Flaute in deutschen Betten – woher kommt die Unlust?
Keine Zeit mehr für Zärtlichkeit? Kaum zu glauben, aber die Menschheit hat immer weniger Sex. Die Psychologin Julia Burghardt hat sich auf die Suche nach den Gründen dafür begeben.
Wer sucht, wird fündig. Quasi nichts, was es nicht gibt: Konstellationen, Stellungen, Praktiken – nie war die Gesellschaft in sexueller Hinsicht toleranter. Nie war mehr Sex verfügbar. Und doch: „Wir haben immer weniger Sex“, sagt Juliane Burghardt. Die 40-jährige Psychologin hat für ihr Buch „Alles kann, Nichts läuft“ internationale Studien von 2006 bis 2016 ausgewertet, und das Ergebnis ist eindeutig. „Die sexuelle Lust hat deutlich abgenommen, in allen Altersklassen und bei allen Praktiken.“
Freud`sche These widerlegt?
Weniger Penetration, weniger Masturbation, weniger Oralsex – während Menschen, die in einer festen Partnerschaft leben, es noch schaffen, einmal in der Woche intim miteinander zu werden, habe ein durchschnittlicher Single weniger als einmal im Monat Sex, erzählt Burghardt. „Damit ist die Freud`sche These eindeutig widerlegt.“ Ging einer der bekanntesten Psychiater der Vergangenheit, Sigmund Freud, doch stets davon aus: Wir hätten immer dann Sex, wenn wir die Möglichkeit dazu haben.

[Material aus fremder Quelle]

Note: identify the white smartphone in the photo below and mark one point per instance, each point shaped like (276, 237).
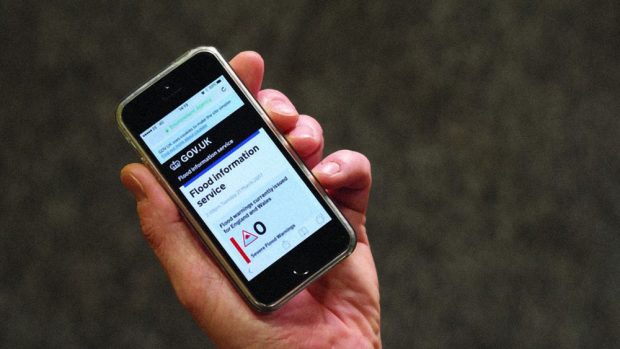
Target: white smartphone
(237, 181)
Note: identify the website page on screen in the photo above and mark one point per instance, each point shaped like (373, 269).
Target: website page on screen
(239, 183)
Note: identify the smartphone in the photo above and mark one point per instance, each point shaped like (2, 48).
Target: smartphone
(237, 181)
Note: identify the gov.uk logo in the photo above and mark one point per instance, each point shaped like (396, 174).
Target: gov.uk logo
(175, 164)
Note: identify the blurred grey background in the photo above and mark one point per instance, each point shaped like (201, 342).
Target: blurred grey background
(493, 128)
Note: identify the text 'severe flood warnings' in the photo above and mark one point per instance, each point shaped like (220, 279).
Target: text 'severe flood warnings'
(243, 188)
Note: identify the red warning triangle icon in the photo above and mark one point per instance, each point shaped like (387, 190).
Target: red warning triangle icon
(248, 238)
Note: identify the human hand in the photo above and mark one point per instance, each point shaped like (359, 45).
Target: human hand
(340, 309)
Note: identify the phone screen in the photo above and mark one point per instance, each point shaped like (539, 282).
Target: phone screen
(248, 197)
(235, 178)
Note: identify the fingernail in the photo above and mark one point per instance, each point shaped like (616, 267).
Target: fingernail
(302, 131)
(329, 168)
(134, 186)
(281, 107)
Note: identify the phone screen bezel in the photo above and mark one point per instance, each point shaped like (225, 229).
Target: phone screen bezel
(304, 263)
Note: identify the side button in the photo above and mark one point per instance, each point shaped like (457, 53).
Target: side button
(301, 272)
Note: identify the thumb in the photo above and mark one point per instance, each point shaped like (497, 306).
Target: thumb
(192, 272)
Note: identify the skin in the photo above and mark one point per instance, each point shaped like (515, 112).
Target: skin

Nur die Gesellschaft und deren Zwänge hielten uns davon ab.
Woran liegt es also? Unser moderner Lebensstil lasse einfach oft keinen Raum für Zärtlichkeit, sagt Burghardt. „Digitale Medien und allgemein die Smartphone-Nutzung haben die realen zwischenmenschlichen Kontakte stark reduziert. Weniger persönliche Treffen, das führt oft zu weniger Sex.“ Wenn wir mit Freunden oder Kollegen auf Distanz bleiben, ergäben sich einfach nicht die entsprechenden Möglichkeiten. Das sei aber nicht der einzige Grund für die Flaute in den Betten, sagt Burghardt. „Wir beobachten mit einer steigenden Zahl von Depressionen und Burnout auch immer häufiger eine gestörte Libido. Entweder durch die psychische Belastung an sich oder durch die Einnahme von Antidepressiva.“
Weniger Alkohol dafür mehr Pornografiekonsum
Einen eindeutigen Zusammenhang gebe es auch mit dem Trinkverhalten: Wir haben weniger Sex, weil durchschnittlich weniger Alkohol getrunken wird. Und dann ist da noch die Sache mit den Pornos. „Die Filmchen verfügen nur über sehr reduzierte oft realitätsferne Abläufe“, erklärt die Wissenschaftlerin. Das sei für die meisten Konsumenten selbst gar nicht umsetzbar und damit nicht der realen Zwischenmenschlichkeit dienlich.
Unabhängig von dessen Praxistauglichkeit ist die Nachfrage nach pornografischem Material allerdings konstant hoch. Das zeigen beispielsweise die veröffentlichten Nutzerstatistiken von PornHub, eines der größten Porno-Portale mit Sitz in Montreal, Kanada. Entsprechend ist die durchschnittliche Verweildauer auf der Seite im Jahr 2023 um 15 Sekunden gestiegen. Deutschland rangiert mit einem Durchschnitts-Pornowert von 10 Minuten und 31 Sekunden auf einem soliden fünften Platz. Spitzenreiter auch in absoluten Klickzahlen bleiben mit Abstand die USA. Virtuell scheint das Sex-Leben jedenfalls nicht zu stagnieren.
Zwischenmenschliche Interaktion steigert wieder die Lust
„Leider haben wir keine Studienergebnisse über die Häufigkeit und die Art von Bordellbesuchen oder anderem gekauftem Sex“, bedauert Juliane Burghardt. Aber eine wichtige Erkenntnis lieferte ihre eigene wissenschaftliche Arbeit an der Karl Landsteiner Privatuniversität für Gesundheitswissenschaften und der Universität Mainz über die Bettkante hinaus. „Sexualität ist ein Symptom zwischenmenschlicher Interaktion und Beziehungen – quasi ein Nebeneffekt.“ Stärken wir diese Beziehungen und holen wir sie in die analoge Welt zurück, sollte es auch wieder mehr Sex geben, da ist sich Burghardt sicher.